COI Communications triggered an investigation after it noticed that the executions for its UK Online paedophile awareness campaign submitted by O&M were radically different from those that ran.
Peter Buchanan, the COI deputy chief executive, said: "We immediately realised that there were significant differences. We contacted John Hegarty (the chairman of the Press jury) immediately."
The art direction for the UK Online campaign, by Belford, was altered before submission. The copy, by Roberts and Mark Fairbanks, was not changed.
For the Samaritans, one ad was submitted, titled "Big Ears", which was art directed by Belford and Paul Burch and written by Dave Williams, but it ran as a poster, not in the press.

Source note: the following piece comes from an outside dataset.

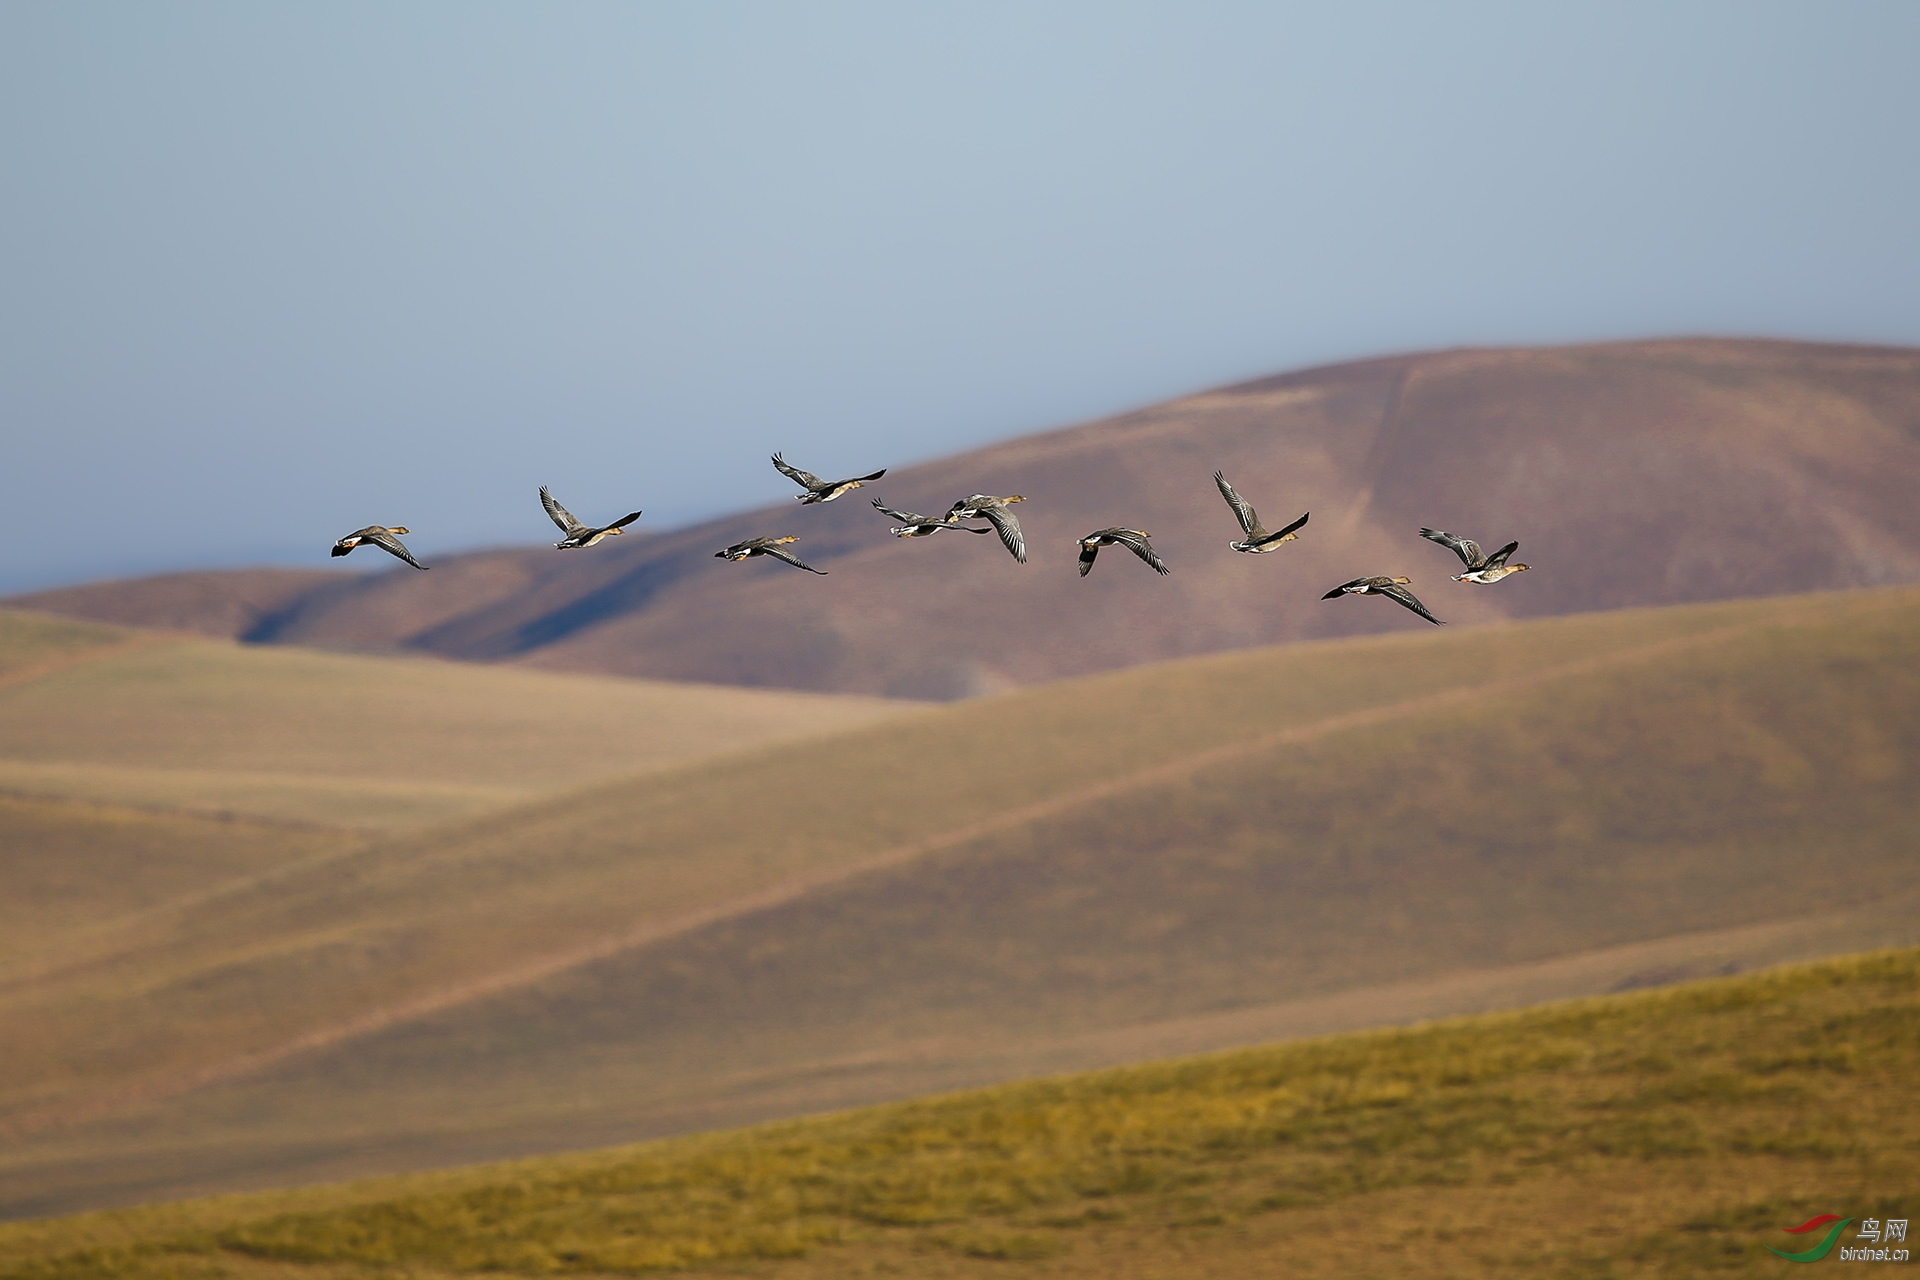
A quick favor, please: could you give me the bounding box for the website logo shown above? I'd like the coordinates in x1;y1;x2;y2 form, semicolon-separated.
1767;1214;1910;1263
1768;1215;1851;1263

Buchanan added: "It's a foolish thing for the creative team to have done. However, we are convinced that the senior management at O&M was unaware of this and this will not affect our long-term relationship."
Hegarty said: "It's essential we maintain the integrity of the awards for everyone's benefit. Without that they collapse into farce and ridicule. It is the responsibility of agencies to ensure the corrupt few don't damage the industry at large."
Mike Walsh, the European chairman of Ogilvy, said: "This agency does not cheat to win. I will not tolerate this behaviour or employ people who act in this manner."
Roberts, a member of the press jury, said: "A lot of agencies change ads a little. It was a minor visual tweak, we didn't think it would be a problem."
Belford added: "It's the same typeface, it's the same graphic style. We wanted to present it in the way we wanted it to appear."
The team's bonus scheme at O&M is linked to the amount of awards they win.
Now that O&M is stripped of the awards, Bartle Bogle Hegarty's campaign for Barnardo's takes the silver for best black-and-white press ad while Paradigm's "daughter
for The Samaritans takes the silver for best charity ad.